A deletion in the second cytoplasmic loop of GluR3 produces a dominant negative mutant of alpha-amino-3-hydroxy-5-methyl-4-isoxazole propionic acid receptor.

Abstract

We have characterized a GluR3 mutant (sGluR3) which has a 33-amino acid deletion in its second cytoplasmic loop (deficit from Tyr-715 to Gly-747 of GluR3-flop). Xenopus oocytes injected with cRNA transcribed from cDNA for this mutant did not respond to kainate and glutamate (each 100 microM) at a holding potential of -70 mV. In oocytes coinjected with cRNAs for this mutant and for normal alpha-amino-3-hydroxy-5-methyl-4-isoxazole propionic acid (AMPA) receptor subunits, the current response to both kainate and glutamate was much weaker than that observed in oocytes injected with cRNA for the normal subunits alone.

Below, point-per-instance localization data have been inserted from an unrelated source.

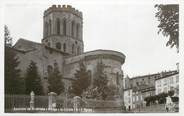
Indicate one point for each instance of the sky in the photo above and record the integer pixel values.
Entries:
(127, 28)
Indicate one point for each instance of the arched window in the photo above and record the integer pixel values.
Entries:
(117, 78)
(64, 27)
(58, 25)
(73, 28)
(78, 50)
(49, 69)
(46, 28)
(78, 30)
(72, 48)
(58, 45)
(50, 27)
(64, 47)
(49, 44)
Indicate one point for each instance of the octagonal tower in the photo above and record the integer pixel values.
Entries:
(62, 29)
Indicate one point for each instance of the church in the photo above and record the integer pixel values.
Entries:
(62, 44)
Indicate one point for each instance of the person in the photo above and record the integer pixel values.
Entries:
(167, 109)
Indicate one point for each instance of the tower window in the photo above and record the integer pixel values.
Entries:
(73, 28)
(64, 47)
(58, 45)
(78, 50)
(58, 25)
(50, 27)
(46, 28)
(72, 48)
(64, 27)
(117, 78)
(78, 28)
(49, 69)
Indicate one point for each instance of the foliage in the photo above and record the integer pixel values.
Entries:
(82, 80)
(55, 81)
(7, 37)
(13, 81)
(171, 92)
(101, 83)
(33, 80)
(168, 16)
(175, 99)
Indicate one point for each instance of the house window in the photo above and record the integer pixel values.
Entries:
(64, 47)
(177, 78)
(64, 27)
(58, 45)
(49, 69)
(78, 50)
(50, 27)
(171, 80)
(73, 28)
(46, 28)
(72, 48)
(78, 30)
(58, 25)
(117, 78)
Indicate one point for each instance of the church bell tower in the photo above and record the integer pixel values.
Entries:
(62, 29)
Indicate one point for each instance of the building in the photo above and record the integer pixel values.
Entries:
(128, 99)
(62, 45)
(167, 83)
(141, 87)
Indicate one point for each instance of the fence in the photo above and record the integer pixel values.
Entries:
(23, 101)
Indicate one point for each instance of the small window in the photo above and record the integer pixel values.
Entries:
(78, 50)
(64, 27)
(72, 48)
(50, 27)
(73, 28)
(64, 47)
(49, 69)
(78, 30)
(58, 26)
(48, 44)
(58, 45)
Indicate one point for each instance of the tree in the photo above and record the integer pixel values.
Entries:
(82, 80)
(101, 82)
(33, 80)
(168, 15)
(7, 37)
(171, 93)
(13, 81)
(55, 81)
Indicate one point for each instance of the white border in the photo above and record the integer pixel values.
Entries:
(181, 58)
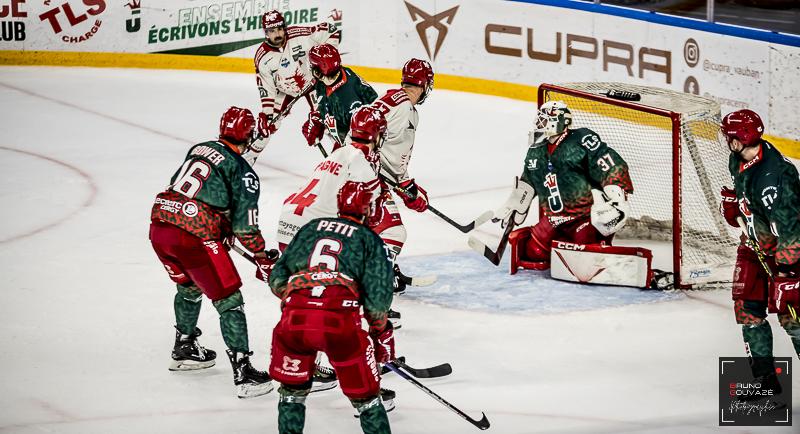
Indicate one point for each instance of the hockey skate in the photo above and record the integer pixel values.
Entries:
(394, 318)
(387, 399)
(324, 378)
(249, 381)
(188, 355)
(400, 281)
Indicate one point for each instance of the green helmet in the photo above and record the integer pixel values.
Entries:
(552, 119)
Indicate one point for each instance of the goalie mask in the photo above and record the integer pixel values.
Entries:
(552, 120)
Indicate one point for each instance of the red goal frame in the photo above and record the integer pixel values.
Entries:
(675, 120)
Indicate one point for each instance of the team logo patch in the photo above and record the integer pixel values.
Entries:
(189, 209)
(590, 142)
(251, 182)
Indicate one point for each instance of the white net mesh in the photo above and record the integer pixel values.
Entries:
(644, 140)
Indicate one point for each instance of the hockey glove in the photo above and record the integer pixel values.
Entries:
(384, 344)
(519, 200)
(785, 292)
(264, 264)
(413, 195)
(313, 128)
(265, 126)
(729, 207)
(610, 209)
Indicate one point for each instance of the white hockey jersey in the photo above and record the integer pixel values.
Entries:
(402, 119)
(317, 198)
(282, 72)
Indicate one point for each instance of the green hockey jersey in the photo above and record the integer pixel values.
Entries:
(340, 100)
(564, 173)
(212, 195)
(768, 190)
(338, 251)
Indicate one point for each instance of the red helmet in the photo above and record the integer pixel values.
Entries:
(237, 125)
(354, 199)
(744, 125)
(272, 19)
(325, 60)
(368, 124)
(419, 73)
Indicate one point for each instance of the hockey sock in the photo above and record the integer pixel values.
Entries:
(232, 322)
(792, 328)
(291, 410)
(187, 308)
(758, 340)
(372, 416)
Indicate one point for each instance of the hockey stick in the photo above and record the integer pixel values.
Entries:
(481, 219)
(244, 254)
(483, 423)
(417, 280)
(494, 256)
(437, 371)
(318, 144)
(762, 259)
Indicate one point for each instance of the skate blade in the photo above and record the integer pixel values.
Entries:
(319, 386)
(190, 365)
(250, 390)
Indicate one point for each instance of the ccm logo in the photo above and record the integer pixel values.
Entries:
(788, 286)
(569, 246)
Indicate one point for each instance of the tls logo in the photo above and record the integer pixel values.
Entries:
(554, 200)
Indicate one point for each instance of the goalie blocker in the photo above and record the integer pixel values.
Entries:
(601, 264)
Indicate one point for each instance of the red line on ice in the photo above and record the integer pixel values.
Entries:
(86, 203)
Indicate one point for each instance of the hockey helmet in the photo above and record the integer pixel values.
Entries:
(325, 61)
(355, 200)
(744, 125)
(552, 119)
(237, 125)
(419, 73)
(368, 125)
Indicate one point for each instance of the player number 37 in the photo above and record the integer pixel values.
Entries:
(605, 162)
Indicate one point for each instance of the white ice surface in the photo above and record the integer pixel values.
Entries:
(86, 309)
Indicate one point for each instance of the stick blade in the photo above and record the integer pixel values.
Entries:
(483, 424)
(424, 280)
(483, 218)
(478, 246)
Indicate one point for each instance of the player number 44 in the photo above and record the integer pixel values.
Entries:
(605, 162)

This inhibitory action was not accompanied by a significant change of ED50 value and shape of the I-V curve and was AMPA receptor-specific. A comparable deletion in GluR1 produced a mutant with properties similar to those of sGluR3, while a 33-amino acid deletion elsewhere in the second cytoplasmic loop of GluR3 (Met-674 to Phe-706) gave a mutant with a weaker effect. These results suggest that sGluR3 acts as a dominant negative mutant on the functional expression of normal AMPA receptors in oocytes by assembling with the normal subunits to produce an essentially nonfunctional receptor complex.